Not that I know exactly how you feel, for if I knew for sure, these words would not be here but in your very hands right now.
It’s certainly always the woman.
But I have become strong and despite the heartache and unbeknowing of what will come, although I realize I too am weak but my weakness is naught for I have God.
For Whom I must dwell, I must surpass all trials and be refined as pure gold.
But before all these are certain to pass, must I have been tried?
Because we do not understand, we cannot be told. Because we cannot be told, we do not know. But such that He is great, merciful and, kind, I know now that all things that we see are temporary and His righteousness everlasting. His wisdom though but incomprehensible by man, we know by His justice and righteousness, and by the fact that He cannot lie, His plans for us are far greater than our own.
It is even unfair to Him because the love that He extends cannot be measured or compared to anything man has to offer. Even a selfless man has limitations, but what God can give cannot be expressed by mere words, despite that it is scattered toward many people. It is still too great to compare.

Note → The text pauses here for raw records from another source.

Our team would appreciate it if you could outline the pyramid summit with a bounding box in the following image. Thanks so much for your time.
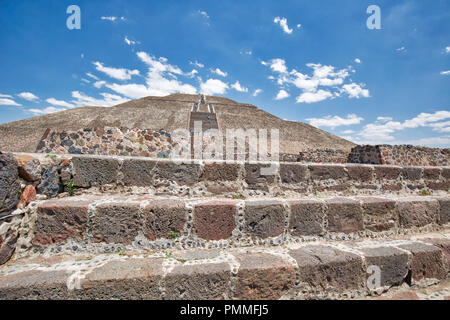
[0,94,355,154]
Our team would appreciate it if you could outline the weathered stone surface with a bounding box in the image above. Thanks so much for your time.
[78,258,163,300]
[423,167,441,180]
[280,163,308,183]
[121,159,156,186]
[402,167,423,180]
[289,246,365,292]
[33,198,95,245]
[346,165,374,182]
[357,197,397,232]
[244,200,285,238]
[89,202,140,244]
[142,200,186,240]
[0,229,19,265]
[425,180,450,191]
[72,157,119,187]
[397,198,439,228]
[245,163,275,191]
[360,247,408,287]
[202,162,241,181]
[156,161,202,185]
[234,253,295,300]
[0,270,70,300]
[165,262,231,300]
[399,242,447,281]
[20,185,36,207]
[289,200,325,236]
[437,197,450,224]
[375,166,402,180]
[194,201,236,240]
[0,152,20,214]
[15,155,42,182]
[325,198,363,233]
[308,164,348,180]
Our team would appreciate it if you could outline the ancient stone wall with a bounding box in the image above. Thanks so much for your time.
[348,145,450,166]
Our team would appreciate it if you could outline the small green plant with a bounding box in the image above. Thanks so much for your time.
[64,178,76,196]
[169,229,180,239]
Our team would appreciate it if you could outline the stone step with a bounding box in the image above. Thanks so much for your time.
[0,234,450,300]
[25,194,450,253]
[32,155,450,197]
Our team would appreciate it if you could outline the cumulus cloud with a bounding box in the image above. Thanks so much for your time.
[342,83,370,99]
[17,92,39,101]
[123,36,139,46]
[261,58,370,103]
[253,89,262,97]
[100,16,126,22]
[211,68,228,77]
[45,98,75,108]
[273,17,294,34]
[189,60,205,69]
[72,91,129,107]
[200,79,228,95]
[358,111,450,143]
[93,61,139,80]
[86,72,100,81]
[0,98,22,107]
[275,90,290,100]
[306,114,364,129]
[231,81,248,92]
[28,107,66,116]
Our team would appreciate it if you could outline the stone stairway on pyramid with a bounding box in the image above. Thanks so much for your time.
[0,149,450,300]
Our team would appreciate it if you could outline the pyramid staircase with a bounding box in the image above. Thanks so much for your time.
[0,154,450,299]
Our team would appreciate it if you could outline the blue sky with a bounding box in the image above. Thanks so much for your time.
[0,0,450,147]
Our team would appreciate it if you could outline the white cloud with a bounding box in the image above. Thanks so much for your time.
[197,10,209,19]
[211,68,228,77]
[253,89,262,97]
[134,51,197,96]
[0,98,22,107]
[239,50,253,56]
[45,98,75,108]
[341,83,370,99]
[100,16,126,22]
[72,91,129,107]
[273,17,294,34]
[100,17,117,22]
[358,111,450,143]
[296,89,333,103]
[17,92,39,101]
[306,114,364,129]
[28,107,66,115]
[93,61,139,80]
[261,58,370,103]
[123,36,139,46]
[200,79,228,95]
[94,80,106,89]
[275,90,290,100]
[231,81,248,92]
[189,60,205,69]
[86,72,100,81]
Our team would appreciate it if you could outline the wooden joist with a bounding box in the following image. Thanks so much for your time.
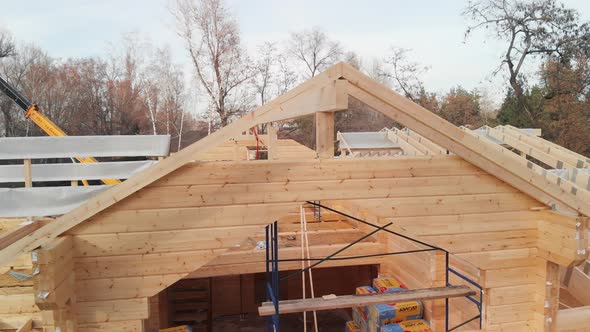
[258,286,475,316]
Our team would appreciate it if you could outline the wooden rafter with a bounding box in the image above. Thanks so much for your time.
[402,128,447,154]
[343,64,590,215]
[0,63,590,266]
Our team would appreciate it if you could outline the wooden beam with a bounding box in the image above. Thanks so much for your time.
[392,127,435,155]
[504,125,590,168]
[24,159,33,188]
[315,112,335,159]
[117,175,516,210]
[266,122,279,160]
[150,155,487,187]
[403,128,447,154]
[16,318,33,332]
[258,286,475,316]
[386,128,425,156]
[544,261,560,332]
[556,306,590,332]
[0,64,348,266]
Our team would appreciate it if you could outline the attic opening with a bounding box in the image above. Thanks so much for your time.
[145,202,483,331]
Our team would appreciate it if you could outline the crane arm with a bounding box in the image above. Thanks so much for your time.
[0,77,121,185]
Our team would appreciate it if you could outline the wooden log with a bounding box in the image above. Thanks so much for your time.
[556,306,590,332]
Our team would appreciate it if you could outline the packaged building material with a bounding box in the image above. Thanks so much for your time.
[373,277,408,293]
[344,321,361,332]
[376,319,432,332]
[367,301,424,327]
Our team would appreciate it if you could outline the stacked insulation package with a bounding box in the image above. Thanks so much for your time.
[345,278,431,332]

Love. We appreciate it, and desire it. We have what we have because God giveth, and God so righteously established how He will have us serve Him for our own sakes.
So even if the futile aspirations of my heart are for naught, even if my love or ours profit no gain, we have His love to hope for and cherish and trust. And one day, after everything is said and done, and all the tears wiped away from our eyes, we will be able to witness Him in His magnificent splendor, live forever in the happiness that abides, never waning or turning to tears of sadness or regret.
Now to you dear friend and love who has yet to read the letter in his grasp, I only wish you true happiness. We are so young but I am full of thought, still. I thank God that I am able to deduce such a conclusion in a situation such as this.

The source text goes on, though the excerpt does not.